Lewis Hamilton, Mercedes AMG F1, parla con i reporter
Lewis Hamilton, Mercedes AMG F1 W09 EQ Power+
Lewis Hamilton, Mercedes-AMG F1 W09
Lewis Hamilton, Mercedes AMG F1 W09 EQ Power+
Lewis Hamilton, Mercedes AMG F1, firma autografi ai tifosi

Pensa positivo Lewis Hamilton. Le prime prove del Gran Premio di Singapore, disputate ieri sul circuito di Marina Bay, lo hanno sorpreso, grazie al secondo tempo a soli undici millesimi dal crono di Kimi Raikkonen. “Abbiamo iniziato il weekend con il passo giusto – ha spiegato il campione del Mondo – e prova dopo prova il comportamento della monoposto è costantemente migliorato, fino ad arrivare molto vicini alla Ferrari. I veri valori in campo emergeranno oggi in qualifica, ma il feeling con la monoposto è decisamente migliore rispetto a quanto ricordi su questa pista negli ultimi anni”.

“La squadra ha lavorato molto, ed è una cosa che apprezzo – ha proseguito Hamilton – il feeling è migliore di quanto mi aspettassi, e consente di sfruttare maggiormente la pista. Solo oggi però spingeremo al massimo, e sarà il momento della verità. Quando sfrutti tutto il potenziale della monoposto e delle gomme hai la risposta finale, ma sono più fiducioso rispetto a quelle che erano le premesse del weekend”.

Un’impressione confermata anche da Valtteri Bottas, nonostante un errore nella simulazione di qualifica non gli abbia consentito di concretizzare il crono che avrebbe meritato.
“In queste condizioni in passato abbiamo sempre sofferto – ha confermato il finlandese – con le dovute cautele sembra che siano un più avanti di quanti ci attendessimo, e se devo sbilanciarmi credo che abbiamo delle buone possibilità per fare bene”.

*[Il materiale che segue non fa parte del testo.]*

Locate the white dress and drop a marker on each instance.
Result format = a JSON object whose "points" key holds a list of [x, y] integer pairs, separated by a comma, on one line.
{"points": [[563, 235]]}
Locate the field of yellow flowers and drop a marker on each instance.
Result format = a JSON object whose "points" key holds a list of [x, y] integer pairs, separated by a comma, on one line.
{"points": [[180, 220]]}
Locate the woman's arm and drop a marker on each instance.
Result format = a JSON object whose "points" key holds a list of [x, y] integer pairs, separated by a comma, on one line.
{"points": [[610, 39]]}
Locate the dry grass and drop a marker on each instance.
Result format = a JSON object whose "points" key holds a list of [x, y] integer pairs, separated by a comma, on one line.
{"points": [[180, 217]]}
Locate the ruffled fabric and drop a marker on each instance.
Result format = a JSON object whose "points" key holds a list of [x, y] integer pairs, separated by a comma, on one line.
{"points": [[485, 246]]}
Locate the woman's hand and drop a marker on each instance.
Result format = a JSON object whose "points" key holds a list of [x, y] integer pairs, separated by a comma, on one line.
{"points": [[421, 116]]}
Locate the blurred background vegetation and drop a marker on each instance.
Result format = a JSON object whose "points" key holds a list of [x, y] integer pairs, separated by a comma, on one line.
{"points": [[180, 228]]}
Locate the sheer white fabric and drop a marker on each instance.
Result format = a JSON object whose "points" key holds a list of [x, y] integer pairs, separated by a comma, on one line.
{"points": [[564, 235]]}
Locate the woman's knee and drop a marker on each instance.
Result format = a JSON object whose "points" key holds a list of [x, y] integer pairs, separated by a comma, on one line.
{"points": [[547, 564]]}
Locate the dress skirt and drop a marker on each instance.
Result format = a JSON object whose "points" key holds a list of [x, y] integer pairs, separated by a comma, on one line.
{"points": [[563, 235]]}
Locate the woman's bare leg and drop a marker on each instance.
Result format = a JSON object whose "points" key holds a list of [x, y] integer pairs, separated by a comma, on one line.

Nella giornata di ieri Hamilton è stato però vicino ad un patatrac che avrebbe potuto condizionare il suo weekend. Nella seconda sessione di prove libere ha sfiorato la monoposto di Sebastian Vettel dopo un errore alla frenata della curva 14, una sbavatura che non si è trasformata per pochi centimetri in un tamponamento che sarebbe stato clamoroso. Tutto si è risolto senza danni, e Lewis è stato in grado di tornare in pista in retromarcia senza alcun danno alla sua monoposto.

“Si era creata una di quelle circostanze in cui provi ad avere pista libera ma ti trovi circondato da avversari – ha spiegato Lewis – ho dato strada a Perez e Vettel ma subito dopo hanno rallentato. Così ho pensato di ripassare Seb, ma avevo spostato la ripartizione di frenata troppo sull’asse anteriore, e quando ho provato a frenare ho bloccato le gomme. Stavo per colpirlo ma fortunatamente ho trovato spazio a sinistra e l’ho sfiorato. Ho danneggiato una gomma nel bloccaggio, ma è andata bene cosi. Sarebbe stato un errore da principiante, ma fortunatamente non mi capita molto spesso”.